There are channels of relating and feeling that can be left untuned in talking therapies and Embodied-Relational Therapy - a relational body psychotherapy approach that my practice emerges from - looks to redress this balance, accounting for the wholeness of our experience; that we have minds, bodies and spirits. A core premise is that diligently throughout our lives our body registers, consciously or not, what the mind makes contact with and from this acknowledgement we can begin to explore movement, breath, habitual gestures and internal sensations - directly working with these body based experiences as well as being interested in how they express the way we think and feel.

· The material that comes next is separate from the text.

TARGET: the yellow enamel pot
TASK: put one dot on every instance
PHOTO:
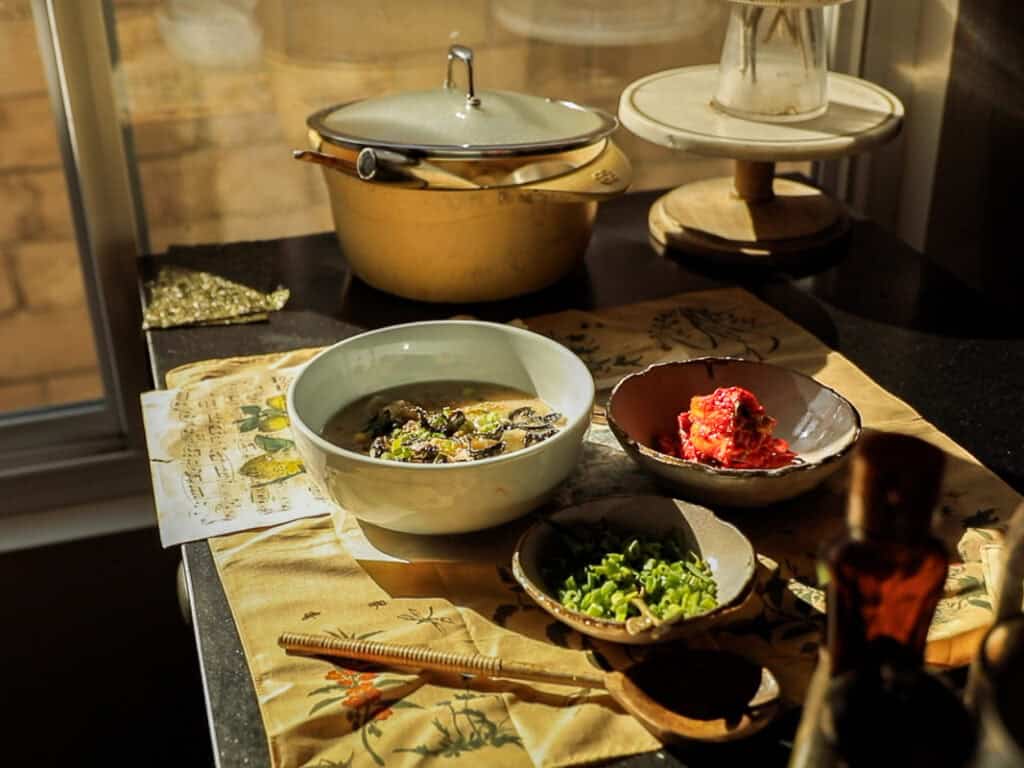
(472, 198)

ERT takes a holistic integrative approach, focusing on two facts about human beings: that we are embodied and in relationship. To be alive we need to be a body, to be alive we need to relate to others. Our nature seeks to express itself freely, while at the same time protecting itself in conditions sometimes of great difficulty. This double task of expression and protection makes us often subject to contradictory pulls, offering double messages about what we feel, want and need. However, through a non-invasive relationship, which is challenging but supportive, it is possible to disentangle our double-ness and allow our process to unfold.
Often this will look like regular sitting and talking, where as other times we may follow embodied sensations if you feel called to work more deeply with process found in these channels. This can be of value to anyone but it can be especially helpful to those who feel estranged from their body in some way and those who yearn to feel more at home in themselves. Ultimately we can move in alignment to what you need, being curious about old patterns which want to shift or release, supporting your energy to flow more freely.
Although various therapeutic wisdom, philosophy and psychoanalytic thinking inform my approach to working with the body, it has also developed through my own embodied practices: I've spent over a decade practicing Brazilian jiu-jitsu, exploring how play and contact emerge in this art when trust develops, as well as through regular meditation, authentic movement and dance.